Jesus consistently gave those around Him His full attention, and He described how much the Father cares and values us by using the sparrow and lily illustrations (Matthew 6:25-34).
When Jesus interacted with people, you can sense He was fully present with them, both in his humanity and divinity. I can’t help but think of the passage that says He empathizes with us (Hebrews 4:15a), and yet at the same time I think of Psalm 8 where the psalmist says of God “what is man that you are mindful of him?” Our Creator knows how to show us the value He gave us when He made us.
Learning to Focus
As created beings, the desire for relational health is built into us. Showing proper attention can be achieved proactively in seeking to love those around you and noticing when others are seeking your time and attention.
Even in small moments, you can have a significant impact on close relationships like family, spousal, friends, as well as those we may not know or be close with (with healthy boundaries).

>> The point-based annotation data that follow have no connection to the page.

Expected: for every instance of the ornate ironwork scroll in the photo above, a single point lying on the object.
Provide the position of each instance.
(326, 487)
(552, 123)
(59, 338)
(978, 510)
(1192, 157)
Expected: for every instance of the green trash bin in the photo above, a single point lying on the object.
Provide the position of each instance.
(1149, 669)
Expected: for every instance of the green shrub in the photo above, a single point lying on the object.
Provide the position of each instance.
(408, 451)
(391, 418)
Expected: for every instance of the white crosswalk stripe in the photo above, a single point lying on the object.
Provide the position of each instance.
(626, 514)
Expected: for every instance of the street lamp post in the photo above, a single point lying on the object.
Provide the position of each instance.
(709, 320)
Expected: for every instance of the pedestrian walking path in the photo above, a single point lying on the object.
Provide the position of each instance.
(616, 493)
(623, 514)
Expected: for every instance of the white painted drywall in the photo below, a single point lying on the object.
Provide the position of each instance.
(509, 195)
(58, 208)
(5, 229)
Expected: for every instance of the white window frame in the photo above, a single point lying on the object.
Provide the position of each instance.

Jesus withdrew, recharged in rest and prayer, and was purposeful in his time usage (like none other in history, of course). Understandably there are times when it’s difficult to give our focus to someone in a way that communicates value and interest. However, let that be the exception rather than the rule.
Learning to Connect
In healthy close relationships, we will often reach out for emotional connection to one another with a kind word, a question, a smile, or even a hug. The other person will usually turn toward the person to engage and show appreciation, care, and interest.
In unhealthy relationships, someone may turn away and ignore the person perhaps in annoyance and irritation. They may turn against connection and respond with hostility or anger in tone and criticism. When turning away is more common than turning towards, the relationship can and likely will suffer.
A popular secular marital counselor Dr. John Gottman calls these attempts for emotional connection “emotional bids”. We need to be more aware and mutually attentive to one another’s emotional bids. When we are, we will develop closer bonds, friendship, and romance in marriage.
Learning to Support
Let’s look at the story of Job. Job’s wife didn’t support him well when she told him to “curse God and die.” I’m sure he wasn’t in the best spirits himself, and he’s more of an example of suffering mostly well. His friends also did poorly, trying to blame and fix rather than being present and faithful. They could have used a word from Solomon: “A fool finds no pleasure in understanding but delights in airing his own opinions.” (Proverbs 18:2)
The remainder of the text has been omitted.